Tour de France à Utrecht, prise quatre.
J’ai laissé derrière moi le plan dont j’ai montré trois états au cours des dernières semaines pour me concentrer sur sa contrepartie qui occupera la place gauche de cette installation à deux écrans. Tous les tournages d’Utrecht ont été effectués de la même façon. Chaque fois, deux cadres juxtaposés créant une sorte de panorama. L’idée n’est cependant pas de connecter les deux images de façon imperceptible et de suggérer une impression de continuité d’une image à l’autre. Je ne tourne pas à deux caméras, en conséquence l’action dans chacun des plans n’est pas simultanée, mais successive. Impossible donc de les ajuster comme le permettent certains logiciels. En outre, ces deux plans seront placés sur deux boucles distinctes, de longueurs inégales, qui joueront respectivement sur chacun des deux écrans avec des mises en relation toujours renouvelées. Ce n’est que périodiquement qu’ils seront visibles directement l’un à côté de l’autre.
Ma précédente installation, Berlin – Le passage du temps, a aussi été construite d’une façon similaire, sur quatre écrans dans ce cas. Le réseau de mises en relation y était plus complexe et moins contrôlable. L’élaboration des quatre boucles de durées inégales a été une expérience de montage déroutante et passionnante. Aux prises avec une matière essentiellement imprévisible, je devais quant même trouver comment intervenir pour maximiser les points de rencontre, processus essentiellement intuitif. J’ai fini par appeler ça du «montage par interférences», par opposition à «montage par attractions» qui se joue sur des relations fixes, construites et intellectualisées. Ici, rien de stable, que du fugitif, de l’imprévu et du fulgurant.
Pour Tour de France à Utrecht, j’ai réduit le nombre d’écrans à deux, d’abord pour des raisons de délai de production très serré, mais aussi pour mettre en pratique les leçons que j’avais tirées du travail sur la pièce berlinoise, dans un contexte légèrement plus prévisible. C’est ce dispositif simplifié qui m’a amené à imaginer un protocole de tournage couplant toujours deux cadres gauche/droite juxtaposés. À ce point, je n’ai pas encore assez de matériel élaboré pour tester tout ça avec des visionnements à deux écrans. Je nage encore dans les hypothèses.
Entre temps, René Lussier m’a fourni un répertoire de matières musicales que je peux organiser selon les besoins très changeants du montage. Les deux plans sont maintenant sonorisés de façon plus poussée, mais la construction sonore est nettement plus incertaine que celle de l’image. Dans l’espace du double écran, les deux images occupent des places clairement distinctes. Les sources sonores, elles, s’homogénéisent dans un espace unique. Le véritable travail du son ne pourra donc se faire qu’à partir du moment où le visionnement de l’ensemble deviendra possible.
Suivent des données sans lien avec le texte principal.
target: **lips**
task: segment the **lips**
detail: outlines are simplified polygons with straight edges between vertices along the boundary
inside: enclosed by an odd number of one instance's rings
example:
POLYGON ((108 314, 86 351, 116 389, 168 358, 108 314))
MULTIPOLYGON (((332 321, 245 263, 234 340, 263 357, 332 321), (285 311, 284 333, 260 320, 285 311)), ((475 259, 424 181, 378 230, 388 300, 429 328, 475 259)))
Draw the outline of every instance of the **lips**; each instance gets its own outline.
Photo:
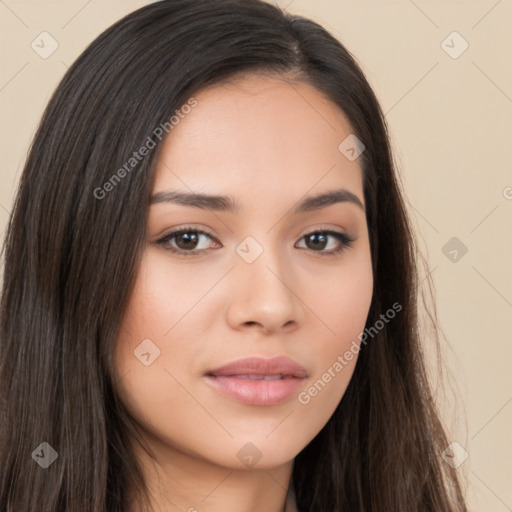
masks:
POLYGON ((233 361, 205 374, 217 391, 248 405, 282 403, 303 386, 306 369, 286 356, 233 361))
Finalement, la mise au point du nouveau plan, que je vous montre aujourd’hui, m’a amené à retravailler le premier dont certains éléments ont été inversés et dont la piste sonore a été développée. Il y a donc une quatrième version. Voici les deux plans dans leur état actuel. Comme la fin du mois de janvier approche, c’est la dernière fois que je vous les présente. La suite au Holland Animation Film Festival, le 18 mars.